Calcium Supplementation:
Essential, especially in calcium-deficiency rickets. Recommended daily allowances vary by age, but children with rickets may need ≥1,000 mg/day 7 17. In areas with low dietary calcium, supplementation is as important as vitamin D treatment 11 17. Studies show that combining vitamin D and calcium improves healing more than vitamin D alone 17.

Sunlight Exposure:
Encouraging sensible sun exposure is a natural and effective preventive measure, but may not suffice in high-risk populations or during periods of restricted outdoor activity (e.g., COVID-19 lockdowns) 4 16.

Hypophosphatemic (Phosphopenic) Rickets

Conventional Therapy:
Treatment historically involved frequent oral phosphate supplements coupled with active vitamin D analogs (calcitriol or alfacalcidol) to counteract phosphate wasting and impaired vitamin D activation 9 15. Monitoring for side effects, such as hypercalciuria and nephrocalcinosis, is crucial.

Burosumab:
A major recent advance, burosumab is an anti-FGF23 monoclonal antibody now approved for XLH and tumor-induced osteomalacia.

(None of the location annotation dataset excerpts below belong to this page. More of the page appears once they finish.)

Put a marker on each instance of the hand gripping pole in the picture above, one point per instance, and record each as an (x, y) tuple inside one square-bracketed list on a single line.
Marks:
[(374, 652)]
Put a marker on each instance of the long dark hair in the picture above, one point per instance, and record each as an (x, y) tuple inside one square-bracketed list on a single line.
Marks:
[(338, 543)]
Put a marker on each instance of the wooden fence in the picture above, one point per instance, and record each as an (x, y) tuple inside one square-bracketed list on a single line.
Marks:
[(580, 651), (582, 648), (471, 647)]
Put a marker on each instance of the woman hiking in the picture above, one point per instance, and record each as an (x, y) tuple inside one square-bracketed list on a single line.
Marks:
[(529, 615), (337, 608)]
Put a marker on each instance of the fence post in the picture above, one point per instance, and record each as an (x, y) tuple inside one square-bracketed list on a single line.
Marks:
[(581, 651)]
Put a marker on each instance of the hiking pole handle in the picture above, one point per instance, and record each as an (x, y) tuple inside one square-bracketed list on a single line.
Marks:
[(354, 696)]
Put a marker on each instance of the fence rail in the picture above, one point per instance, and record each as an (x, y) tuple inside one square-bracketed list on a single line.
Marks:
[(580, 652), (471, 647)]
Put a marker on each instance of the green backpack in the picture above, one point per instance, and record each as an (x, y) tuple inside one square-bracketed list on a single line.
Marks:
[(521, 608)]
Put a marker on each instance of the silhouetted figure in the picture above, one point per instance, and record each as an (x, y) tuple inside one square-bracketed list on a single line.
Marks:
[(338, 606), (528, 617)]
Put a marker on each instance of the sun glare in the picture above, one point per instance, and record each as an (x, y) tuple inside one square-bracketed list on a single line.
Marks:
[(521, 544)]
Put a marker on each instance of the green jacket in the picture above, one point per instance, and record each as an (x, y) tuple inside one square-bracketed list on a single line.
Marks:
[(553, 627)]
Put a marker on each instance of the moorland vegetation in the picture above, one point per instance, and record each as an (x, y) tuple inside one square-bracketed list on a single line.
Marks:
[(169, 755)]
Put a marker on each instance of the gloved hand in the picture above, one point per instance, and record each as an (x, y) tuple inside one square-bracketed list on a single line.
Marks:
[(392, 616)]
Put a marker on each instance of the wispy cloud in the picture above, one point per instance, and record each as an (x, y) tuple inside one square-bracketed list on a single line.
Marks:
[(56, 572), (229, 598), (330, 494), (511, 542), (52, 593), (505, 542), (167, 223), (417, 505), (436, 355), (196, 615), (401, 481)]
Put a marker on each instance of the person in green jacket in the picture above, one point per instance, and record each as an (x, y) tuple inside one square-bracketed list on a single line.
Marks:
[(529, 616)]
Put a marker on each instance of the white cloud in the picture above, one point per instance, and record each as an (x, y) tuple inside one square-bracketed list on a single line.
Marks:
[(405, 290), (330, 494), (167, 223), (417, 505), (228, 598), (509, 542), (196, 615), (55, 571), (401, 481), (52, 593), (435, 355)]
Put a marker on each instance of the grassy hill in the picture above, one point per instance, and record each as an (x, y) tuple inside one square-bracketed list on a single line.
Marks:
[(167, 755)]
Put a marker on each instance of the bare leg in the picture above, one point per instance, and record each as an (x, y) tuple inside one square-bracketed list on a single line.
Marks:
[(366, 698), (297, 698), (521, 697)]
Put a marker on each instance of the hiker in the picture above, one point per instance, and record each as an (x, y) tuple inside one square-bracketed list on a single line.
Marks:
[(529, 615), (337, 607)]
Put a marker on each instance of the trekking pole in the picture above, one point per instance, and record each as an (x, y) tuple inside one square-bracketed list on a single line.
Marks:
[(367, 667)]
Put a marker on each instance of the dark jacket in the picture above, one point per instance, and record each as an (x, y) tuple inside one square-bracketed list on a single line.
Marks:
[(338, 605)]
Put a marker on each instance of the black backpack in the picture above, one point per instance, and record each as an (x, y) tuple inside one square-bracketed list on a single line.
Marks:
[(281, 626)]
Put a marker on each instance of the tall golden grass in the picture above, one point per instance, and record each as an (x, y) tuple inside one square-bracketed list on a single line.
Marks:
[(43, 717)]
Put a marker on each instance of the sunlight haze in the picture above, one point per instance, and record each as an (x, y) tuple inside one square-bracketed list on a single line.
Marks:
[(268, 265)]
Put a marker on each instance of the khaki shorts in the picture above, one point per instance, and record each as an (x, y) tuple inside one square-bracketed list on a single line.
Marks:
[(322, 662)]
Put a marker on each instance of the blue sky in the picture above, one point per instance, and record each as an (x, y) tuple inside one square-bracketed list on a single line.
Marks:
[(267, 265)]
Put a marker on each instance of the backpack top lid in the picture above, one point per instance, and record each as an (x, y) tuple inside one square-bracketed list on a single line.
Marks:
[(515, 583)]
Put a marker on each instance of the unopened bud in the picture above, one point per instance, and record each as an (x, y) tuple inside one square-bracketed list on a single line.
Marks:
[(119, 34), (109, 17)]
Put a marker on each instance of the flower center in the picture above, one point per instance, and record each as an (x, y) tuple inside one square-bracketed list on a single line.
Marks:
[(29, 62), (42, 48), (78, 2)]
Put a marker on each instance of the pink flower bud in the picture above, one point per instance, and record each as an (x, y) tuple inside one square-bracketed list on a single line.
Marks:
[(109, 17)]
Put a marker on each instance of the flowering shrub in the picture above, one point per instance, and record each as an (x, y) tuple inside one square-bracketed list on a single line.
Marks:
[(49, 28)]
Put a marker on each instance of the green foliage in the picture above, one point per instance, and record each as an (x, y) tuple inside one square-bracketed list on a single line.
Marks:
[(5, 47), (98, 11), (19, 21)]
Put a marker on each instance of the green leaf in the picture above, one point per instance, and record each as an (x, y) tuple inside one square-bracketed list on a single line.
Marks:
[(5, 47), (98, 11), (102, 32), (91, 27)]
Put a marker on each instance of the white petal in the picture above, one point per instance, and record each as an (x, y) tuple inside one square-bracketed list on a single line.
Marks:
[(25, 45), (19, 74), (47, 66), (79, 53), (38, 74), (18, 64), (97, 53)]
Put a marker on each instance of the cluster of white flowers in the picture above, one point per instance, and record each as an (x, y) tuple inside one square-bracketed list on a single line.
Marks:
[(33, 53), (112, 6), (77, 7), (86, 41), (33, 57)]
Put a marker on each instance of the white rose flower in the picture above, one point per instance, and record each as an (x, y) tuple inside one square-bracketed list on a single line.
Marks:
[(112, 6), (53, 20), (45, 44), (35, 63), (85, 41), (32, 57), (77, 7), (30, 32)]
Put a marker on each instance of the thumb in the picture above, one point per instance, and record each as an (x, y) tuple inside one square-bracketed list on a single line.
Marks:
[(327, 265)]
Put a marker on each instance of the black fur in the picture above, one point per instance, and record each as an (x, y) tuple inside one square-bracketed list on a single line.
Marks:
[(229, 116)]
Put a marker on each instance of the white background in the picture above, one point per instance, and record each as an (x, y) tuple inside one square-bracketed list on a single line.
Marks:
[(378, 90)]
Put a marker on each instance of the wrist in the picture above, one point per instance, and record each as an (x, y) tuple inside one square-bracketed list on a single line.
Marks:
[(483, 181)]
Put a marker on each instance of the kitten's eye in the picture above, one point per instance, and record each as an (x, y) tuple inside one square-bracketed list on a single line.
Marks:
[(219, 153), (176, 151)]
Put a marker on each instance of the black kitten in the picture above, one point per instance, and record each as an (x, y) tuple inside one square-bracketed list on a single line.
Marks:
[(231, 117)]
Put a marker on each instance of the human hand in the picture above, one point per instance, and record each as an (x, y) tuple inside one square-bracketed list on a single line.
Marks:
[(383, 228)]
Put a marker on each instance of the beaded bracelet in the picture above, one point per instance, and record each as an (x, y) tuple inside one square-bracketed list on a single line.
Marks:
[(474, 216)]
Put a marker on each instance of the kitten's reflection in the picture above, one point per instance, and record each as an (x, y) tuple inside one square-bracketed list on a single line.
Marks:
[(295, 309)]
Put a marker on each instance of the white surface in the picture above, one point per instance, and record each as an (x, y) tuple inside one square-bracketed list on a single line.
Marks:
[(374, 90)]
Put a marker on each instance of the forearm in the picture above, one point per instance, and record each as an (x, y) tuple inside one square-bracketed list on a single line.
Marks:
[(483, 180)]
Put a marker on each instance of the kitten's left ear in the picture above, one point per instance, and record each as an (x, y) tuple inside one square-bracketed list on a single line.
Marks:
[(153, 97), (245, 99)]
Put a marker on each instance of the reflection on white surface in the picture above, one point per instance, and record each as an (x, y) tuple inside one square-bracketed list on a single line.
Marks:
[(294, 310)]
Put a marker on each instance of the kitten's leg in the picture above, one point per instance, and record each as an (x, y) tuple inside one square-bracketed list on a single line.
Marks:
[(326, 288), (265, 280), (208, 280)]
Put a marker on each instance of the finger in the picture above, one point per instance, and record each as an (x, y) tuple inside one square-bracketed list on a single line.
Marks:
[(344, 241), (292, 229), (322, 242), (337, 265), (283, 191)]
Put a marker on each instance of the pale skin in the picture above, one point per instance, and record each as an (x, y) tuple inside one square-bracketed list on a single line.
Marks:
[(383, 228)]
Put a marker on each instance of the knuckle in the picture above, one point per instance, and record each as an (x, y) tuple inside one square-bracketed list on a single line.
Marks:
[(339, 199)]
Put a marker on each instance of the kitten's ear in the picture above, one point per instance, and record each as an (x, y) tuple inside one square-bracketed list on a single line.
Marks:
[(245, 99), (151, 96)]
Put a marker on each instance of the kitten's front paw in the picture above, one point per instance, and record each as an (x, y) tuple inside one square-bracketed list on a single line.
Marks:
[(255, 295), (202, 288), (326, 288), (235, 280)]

It improves bone mineralization, height, and quality of life, with fewer adverse events than conventional therapy 7 9 18. Regular monitoring of serum phosphate and renal function is required.

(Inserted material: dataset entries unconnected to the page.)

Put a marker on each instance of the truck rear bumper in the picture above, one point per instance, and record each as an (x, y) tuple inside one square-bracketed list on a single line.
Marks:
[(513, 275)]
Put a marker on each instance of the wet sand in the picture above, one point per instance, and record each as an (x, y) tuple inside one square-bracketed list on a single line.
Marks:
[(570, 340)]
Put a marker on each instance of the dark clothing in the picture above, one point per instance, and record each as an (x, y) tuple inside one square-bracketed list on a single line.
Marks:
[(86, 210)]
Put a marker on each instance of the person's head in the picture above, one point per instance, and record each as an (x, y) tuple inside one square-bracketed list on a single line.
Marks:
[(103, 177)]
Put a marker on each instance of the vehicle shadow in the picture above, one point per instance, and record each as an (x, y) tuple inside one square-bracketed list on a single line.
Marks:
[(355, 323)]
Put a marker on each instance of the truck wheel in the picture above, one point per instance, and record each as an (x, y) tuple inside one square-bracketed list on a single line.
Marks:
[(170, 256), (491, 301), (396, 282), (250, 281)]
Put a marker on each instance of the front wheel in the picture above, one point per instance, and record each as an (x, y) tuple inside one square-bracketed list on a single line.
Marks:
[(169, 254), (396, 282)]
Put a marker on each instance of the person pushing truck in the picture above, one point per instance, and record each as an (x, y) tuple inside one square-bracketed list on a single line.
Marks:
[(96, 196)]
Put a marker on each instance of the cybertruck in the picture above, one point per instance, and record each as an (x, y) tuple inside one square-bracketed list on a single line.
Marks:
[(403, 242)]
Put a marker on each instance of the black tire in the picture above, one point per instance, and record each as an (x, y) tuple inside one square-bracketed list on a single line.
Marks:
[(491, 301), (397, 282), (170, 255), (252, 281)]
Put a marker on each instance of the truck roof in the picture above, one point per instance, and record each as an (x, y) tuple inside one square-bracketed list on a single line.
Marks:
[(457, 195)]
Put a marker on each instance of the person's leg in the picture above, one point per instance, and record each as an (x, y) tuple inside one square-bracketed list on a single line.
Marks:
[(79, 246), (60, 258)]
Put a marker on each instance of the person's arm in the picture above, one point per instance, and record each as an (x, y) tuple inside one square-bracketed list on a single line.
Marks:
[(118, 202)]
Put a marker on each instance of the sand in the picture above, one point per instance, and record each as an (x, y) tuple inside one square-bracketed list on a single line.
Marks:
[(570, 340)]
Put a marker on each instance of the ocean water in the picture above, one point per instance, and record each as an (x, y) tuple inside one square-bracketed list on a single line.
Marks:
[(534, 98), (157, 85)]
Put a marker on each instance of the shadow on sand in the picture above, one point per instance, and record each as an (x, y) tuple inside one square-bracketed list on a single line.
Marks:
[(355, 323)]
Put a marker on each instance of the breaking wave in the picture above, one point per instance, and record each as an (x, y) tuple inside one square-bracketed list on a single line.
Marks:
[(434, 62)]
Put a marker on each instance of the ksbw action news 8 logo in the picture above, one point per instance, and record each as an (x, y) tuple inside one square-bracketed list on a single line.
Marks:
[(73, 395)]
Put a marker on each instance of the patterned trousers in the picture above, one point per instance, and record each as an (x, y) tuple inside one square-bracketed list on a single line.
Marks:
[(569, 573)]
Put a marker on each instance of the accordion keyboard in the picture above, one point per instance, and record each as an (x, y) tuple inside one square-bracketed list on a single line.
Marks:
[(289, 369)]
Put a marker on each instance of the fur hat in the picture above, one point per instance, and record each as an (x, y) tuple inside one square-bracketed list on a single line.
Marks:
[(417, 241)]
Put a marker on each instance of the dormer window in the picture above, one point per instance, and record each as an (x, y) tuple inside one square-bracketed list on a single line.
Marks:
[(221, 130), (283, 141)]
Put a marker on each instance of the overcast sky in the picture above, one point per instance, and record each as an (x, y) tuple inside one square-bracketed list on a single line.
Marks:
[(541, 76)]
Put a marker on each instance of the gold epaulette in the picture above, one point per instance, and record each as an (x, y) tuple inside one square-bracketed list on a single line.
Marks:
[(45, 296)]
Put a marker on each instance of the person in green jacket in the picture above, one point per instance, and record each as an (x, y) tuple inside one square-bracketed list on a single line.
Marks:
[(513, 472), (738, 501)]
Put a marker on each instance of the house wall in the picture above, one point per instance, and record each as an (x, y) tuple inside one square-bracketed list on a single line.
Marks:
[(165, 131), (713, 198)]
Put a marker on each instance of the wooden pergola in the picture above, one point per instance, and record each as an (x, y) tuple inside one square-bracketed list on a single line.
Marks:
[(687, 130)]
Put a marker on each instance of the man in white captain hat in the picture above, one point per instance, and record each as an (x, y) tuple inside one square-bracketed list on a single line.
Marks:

Disease-Specific Treatments:
Some forms, such as those due to Fanconi syndrome or Dent disease, require additional therapies targeting the underlying renal disorder 9.

Vitamin D–Dependent and Renal Rickets

Active Vitamin D Analogs:
Because of defects in vitamin D metabolism or action, these forms require treatment with active forms like calcitriol or alfacalcidol, often at higher doses 7 9.

Surgical and Dental Care:
In severe or persistent skeletal deformities, orthopedic surgery may be necessary. Dental care is critical in hypophosphatemic rickets due to a high rate of dental abscesses and enamel defects 15.

Monitoring and Prevention

  • Biochemical Monitoring: Regular follow-up of calcium, phosphate, alkaline phosphatase, parathyroid hormone, and vitamin D levels is essential to assess response and prevent side effects 9.
  • Growth Assessment: Monitoring height, weight, and skeletal changes helps track treatment success.
  • Preventive Strategies: Universal vitamin D supplementation for infants, ensuring adequate maternal vitamin D, and community-based education on nutrition and sunlight exposure are vital for prevention 7 12.

Conclusion

Rickets remains a significant, yet preventable, childhood disease worldwide. Its diverse causes require tailored diagnostic and therapeutic approaches. Early recognition of symptoms and an understanding of its various types and causes enable more effective treatment and prevention.

Key takeaways:

  • Rickets presents with bone pain, limb deformities, muscle weakness, and growth failure; early symptoms can be subtle.
  • It is classified into nutritional, calcipenic, phosphopenic (hypophosphatemic), vitamin D–dependent, and renal types.
  • Causes range from nutritional deficiencies (vitamin D, calcium), genetic mutations, chronic kidney disease, to environmental and cultural factors limiting sun exposure.
  • Treatment depends on the type: nutritional rickets responds well to vitamin D and/or calcium supplementation, while genetic forms may require active vitamin D analogs, phosphate supplements, or novel therapies like burosumab.
  • Prevention through adequate nutrition, sun exposure, and supplementation is crucial, especially in high-risk populations.

Armed with this comprehensive understanding, caregivers and healthcare providers can work together to ensure every child has the opportunity for healthy skeletal growth and lifelong well-being.